While an underactive thyroid is not known to end your life, it is known make your life seem slow. Thyroid hormone gives every cell in your body that extra little umph when needed. When you have low thyroid hormone, that lack of extra umph makes those cells under perform.
Symptoms of thyroid problems can be seen from head to toe. Some people with low thyroid hormone have cold feet as a symptom, while others with an underactive thyroid have thin, straw-like hair.

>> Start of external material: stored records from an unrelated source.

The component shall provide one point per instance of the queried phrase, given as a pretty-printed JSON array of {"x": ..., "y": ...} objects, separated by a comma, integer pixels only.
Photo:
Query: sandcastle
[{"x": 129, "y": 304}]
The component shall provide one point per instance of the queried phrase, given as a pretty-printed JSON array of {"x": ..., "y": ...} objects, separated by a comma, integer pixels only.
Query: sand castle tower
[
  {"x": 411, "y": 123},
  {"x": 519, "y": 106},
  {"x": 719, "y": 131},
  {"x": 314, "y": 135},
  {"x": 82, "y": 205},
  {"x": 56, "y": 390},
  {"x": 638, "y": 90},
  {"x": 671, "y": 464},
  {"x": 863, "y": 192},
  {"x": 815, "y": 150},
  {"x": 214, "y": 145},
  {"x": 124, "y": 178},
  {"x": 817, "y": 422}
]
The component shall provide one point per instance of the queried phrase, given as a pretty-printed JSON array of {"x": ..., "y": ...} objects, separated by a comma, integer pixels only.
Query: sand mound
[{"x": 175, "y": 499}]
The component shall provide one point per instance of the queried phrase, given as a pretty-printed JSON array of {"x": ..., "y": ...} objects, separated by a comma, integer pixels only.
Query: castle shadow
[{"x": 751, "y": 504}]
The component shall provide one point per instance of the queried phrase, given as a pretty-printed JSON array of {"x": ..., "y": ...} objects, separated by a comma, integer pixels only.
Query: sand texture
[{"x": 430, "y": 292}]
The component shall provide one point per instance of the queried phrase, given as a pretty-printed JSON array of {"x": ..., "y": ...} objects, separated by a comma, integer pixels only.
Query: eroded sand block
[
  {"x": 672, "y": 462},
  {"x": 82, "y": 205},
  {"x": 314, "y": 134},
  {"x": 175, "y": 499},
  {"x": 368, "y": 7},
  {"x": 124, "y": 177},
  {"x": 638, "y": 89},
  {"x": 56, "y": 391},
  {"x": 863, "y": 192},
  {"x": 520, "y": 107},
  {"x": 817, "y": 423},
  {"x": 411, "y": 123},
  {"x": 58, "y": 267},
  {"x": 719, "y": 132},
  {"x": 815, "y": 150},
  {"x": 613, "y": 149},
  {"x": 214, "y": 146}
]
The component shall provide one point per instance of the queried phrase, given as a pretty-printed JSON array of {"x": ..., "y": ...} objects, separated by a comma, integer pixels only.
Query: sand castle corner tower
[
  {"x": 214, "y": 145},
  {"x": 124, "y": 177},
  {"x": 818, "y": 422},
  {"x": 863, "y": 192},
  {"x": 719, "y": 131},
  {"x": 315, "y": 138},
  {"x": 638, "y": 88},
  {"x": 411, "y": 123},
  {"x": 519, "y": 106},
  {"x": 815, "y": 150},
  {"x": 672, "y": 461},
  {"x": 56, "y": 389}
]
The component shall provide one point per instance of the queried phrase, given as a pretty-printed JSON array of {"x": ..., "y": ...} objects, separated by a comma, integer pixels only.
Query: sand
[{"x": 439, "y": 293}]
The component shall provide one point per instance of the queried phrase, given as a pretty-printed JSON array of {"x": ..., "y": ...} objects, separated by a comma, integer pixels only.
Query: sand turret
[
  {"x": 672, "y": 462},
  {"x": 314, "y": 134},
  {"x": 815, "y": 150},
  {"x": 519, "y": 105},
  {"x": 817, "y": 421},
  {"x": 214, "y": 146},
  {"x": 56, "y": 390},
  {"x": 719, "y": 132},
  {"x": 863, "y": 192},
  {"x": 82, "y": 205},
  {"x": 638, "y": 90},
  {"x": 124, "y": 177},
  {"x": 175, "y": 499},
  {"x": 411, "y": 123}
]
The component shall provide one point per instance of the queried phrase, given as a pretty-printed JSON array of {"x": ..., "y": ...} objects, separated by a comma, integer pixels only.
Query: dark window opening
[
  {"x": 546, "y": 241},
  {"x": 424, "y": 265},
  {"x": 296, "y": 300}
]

So here is a short version of my checklist to see if you have symptoms of thyroid problems:
- Always feeling cold, or may need extra cloths to stay warm
- Thinning hair, balding or straw-like hair
- Aching in muscles and joints that had no physical trauma to explain it
- Eating a reasonable amount of calories, but still gain weight or can't lose weight
- Feelings of depression or anxiety
- Mental sluggishness or brain fog
- Chronic problems with infection, like a sinus infection, vaginal infection or ear infection
- Muscle weakness, especially in the back, hips and shoulders
- Feeling fatigued, tired or exhausted even without doing physical exercise
- Soreness in throat or neck
- Constipation or decreased bowel function
- Infertility, miscarriages and low libido or sex drive
- High cholesterol, heart flutters or low or high blood pressure
- Poor digestion or heart burn
- Increase in water weight or water retention
- History of some other autoimmune disorder
- Family history of thyroid problems
- Family history of autoimmune disorders
If you have 3 or more of the above, you may be one of the millions who suffer from an underactive thyroid.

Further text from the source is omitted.